The maturity and depth of a society’s reserves can be seen by how well it handles emergencies and crises, how it recovers from them and whether society is capable of getting on in normal fashion after such a situation occurs. Let’s think for a moment: how capable is Estonia of responding if the water level in Pärnu were to rise three metres in a few hours? If a troubled individual opens fire at a ceremony honouring the best upper secondary school graduates? If something serious should happen at a nuclear power plant on the other side of the border?

We don’t even have to think in an apocalyptic direction.
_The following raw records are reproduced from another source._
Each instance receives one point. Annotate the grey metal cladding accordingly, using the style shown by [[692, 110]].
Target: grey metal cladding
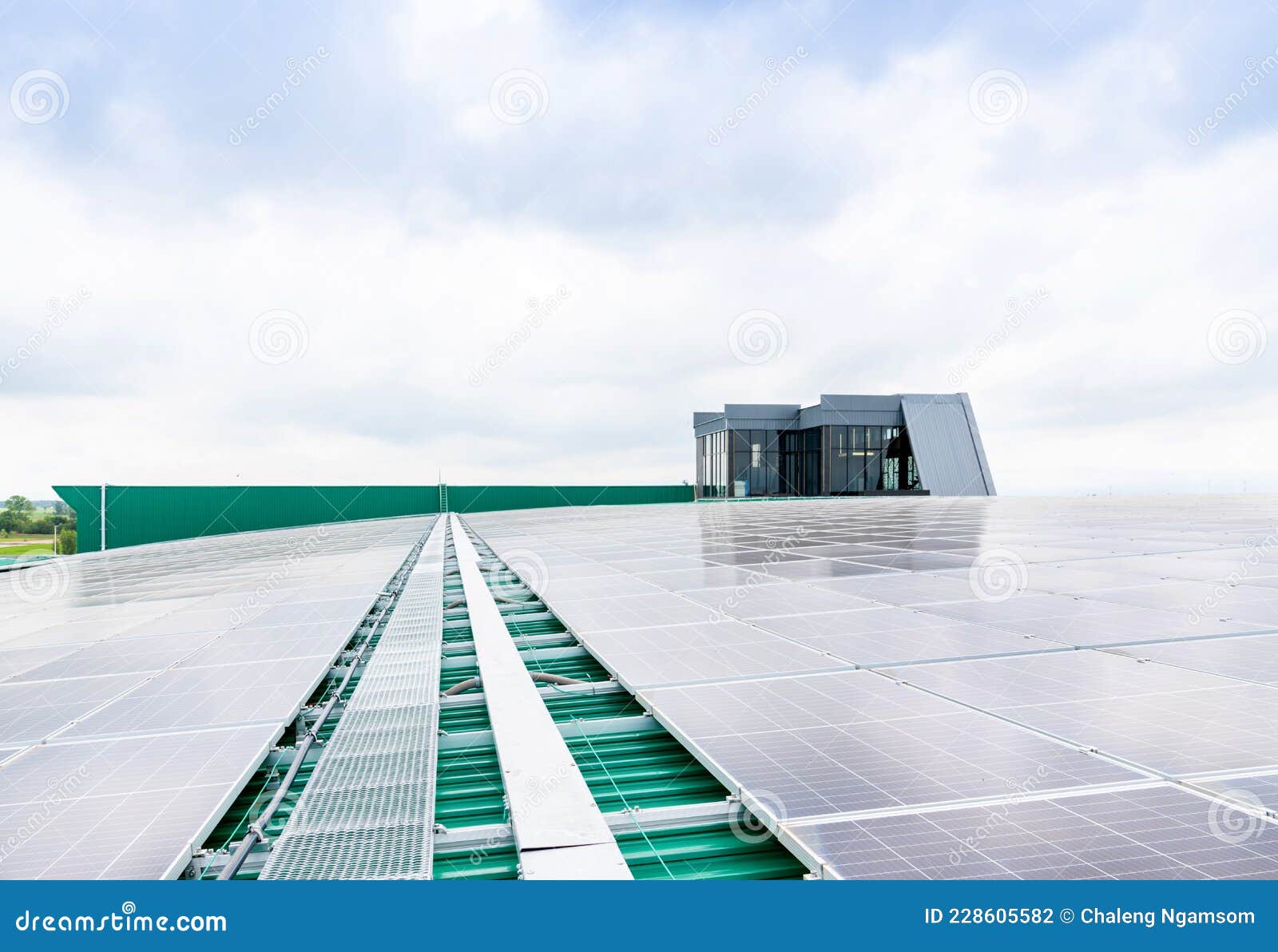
[[946, 444], [978, 444]]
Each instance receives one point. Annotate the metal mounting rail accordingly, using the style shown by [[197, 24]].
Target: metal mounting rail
[[559, 830]]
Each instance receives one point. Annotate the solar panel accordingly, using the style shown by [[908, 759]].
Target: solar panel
[[145, 679], [903, 585], [1150, 834], [1250, 658], [121, 809], [1169, 720], [837, 743], [703, 652]]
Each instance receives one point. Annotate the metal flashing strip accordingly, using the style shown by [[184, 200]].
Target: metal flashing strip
[[368, 809], [551, 809]]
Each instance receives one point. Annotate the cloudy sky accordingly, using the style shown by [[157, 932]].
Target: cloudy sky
[[519, 242]]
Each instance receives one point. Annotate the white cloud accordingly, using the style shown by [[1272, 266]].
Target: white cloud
[[886, 280]]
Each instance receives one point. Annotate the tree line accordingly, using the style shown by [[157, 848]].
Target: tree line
[[19, 517]]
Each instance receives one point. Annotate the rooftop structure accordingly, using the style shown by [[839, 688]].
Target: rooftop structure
[[766, 690], [845, 445]]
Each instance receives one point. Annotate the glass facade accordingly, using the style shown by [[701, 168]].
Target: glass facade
[[815, 462], [712, 453]]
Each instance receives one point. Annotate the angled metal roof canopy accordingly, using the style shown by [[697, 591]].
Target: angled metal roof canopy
[[847, 444]]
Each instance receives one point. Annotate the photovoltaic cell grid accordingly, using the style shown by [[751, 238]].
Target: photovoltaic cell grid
[[1058, 658], [141, 688]]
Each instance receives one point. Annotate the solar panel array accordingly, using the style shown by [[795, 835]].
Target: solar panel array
[[141, 688], [950, 688]]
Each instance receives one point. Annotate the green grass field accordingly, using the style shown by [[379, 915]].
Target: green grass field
[[26, 549]]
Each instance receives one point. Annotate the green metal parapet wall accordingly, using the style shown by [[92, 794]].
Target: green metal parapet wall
[[141, 514]]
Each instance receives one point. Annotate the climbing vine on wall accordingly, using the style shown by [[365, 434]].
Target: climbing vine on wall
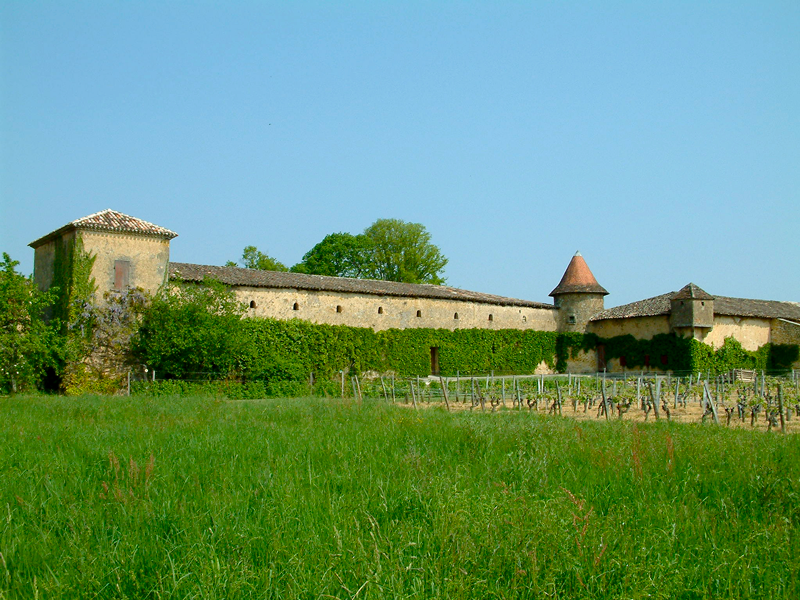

At times the snow-choked or flooded streets of our capital are more reminiscent of a Siberian village than a European capital (of culture).

A company owned by the Estonian state invests in the deserts of the Middle East and the US Great Basin, but the storms that strike us with seeming clockwork precision in August and January leave tens of thousands without power, because investing in buried cable instead of overhead lines is said to be prohibitively expensive.

For various reasons, our road construction proceeds at a snail’s pace every year. In the time it takes for a 35-kilometre-long tunnel to be hewn through granite in Switzerland, we manage to complete a 10 –km sttetch of road over a landscape that is as flat as a pancake.

When all of the rescue helicopters are out of service at the same time in the drier part of the summer, that shows that things are not as well-planned as they could be -- not that more helicopters should be purcahsed.

Close to three years ago, at a public servants forum, I noted that the administrative structure that keeps the state running needs systematic review and maintenance. This is due to the reason, and no other, to ensure that all taxpayers have equal access to quality public services. Now we have been free again for 20 years and perhaps it is time to revisit our decisions, taken under different circumstances, with a fresh eye.

Our aim has been and continues to be to ensure that Estonia is a industrious, Nordic country where people’s lives, life’s work, native language, culture, freedom and work are honoured under an unwritten compact as well as under the fundamental liberties and freedoms afforded by the Constitution. Among other things, this requires honesty and peace in politics, not vacillating, and not by forever taking down walls instead of mending fences, or sowing discord and conflict in places where they do not exist and should not grow.


Role of the president


One Nordic characteristic is the parliamentary system of government and consensus-based democracy. The President does not yearn for the aura of a revolutionary leader, but is the symbol of unity and establishes balance. Balanced governance means that abuses and miscarriages of power are not accepted, and that absolute power is not allowed to fall into anyone’s hands.

The Riigikogu, president, cabinet and courts, and all of the elected people’s deputies and public servants must fulfil their role with full responsibility, impeccably, without expanding their powers unconstitutionally. The president’s role in our parliamentary democracy is to transcend political parties, to artioculate the common values, goals and solidarity for all of Estonia, to be an advocate for civic society, to prevent constitutional crsises, emphasize the imoportance of security and national defence, promote and protect Estonia in relations with other countries, and to effectively influence Estonian and world leaders in times of crisis.

The president must grow Estonia’s spirit and ethos, making it greater and increasing Estonia’s prestige in the world as well as in the hearts of its people, all of the free, enterprising citizens of the free country. This is an invisible yet clearly perceived network, such as a symbiotic mycorrhizal network at the foot of the great trees in an Estonian forest: The stonger and tighter the network, the better Estonia is poised to succeed as a country and the greater the well-being of all who considers Estonia their home. This work is worth doing. The effort is worth it. I continue to be ready for this task, in the office of President or in any other way.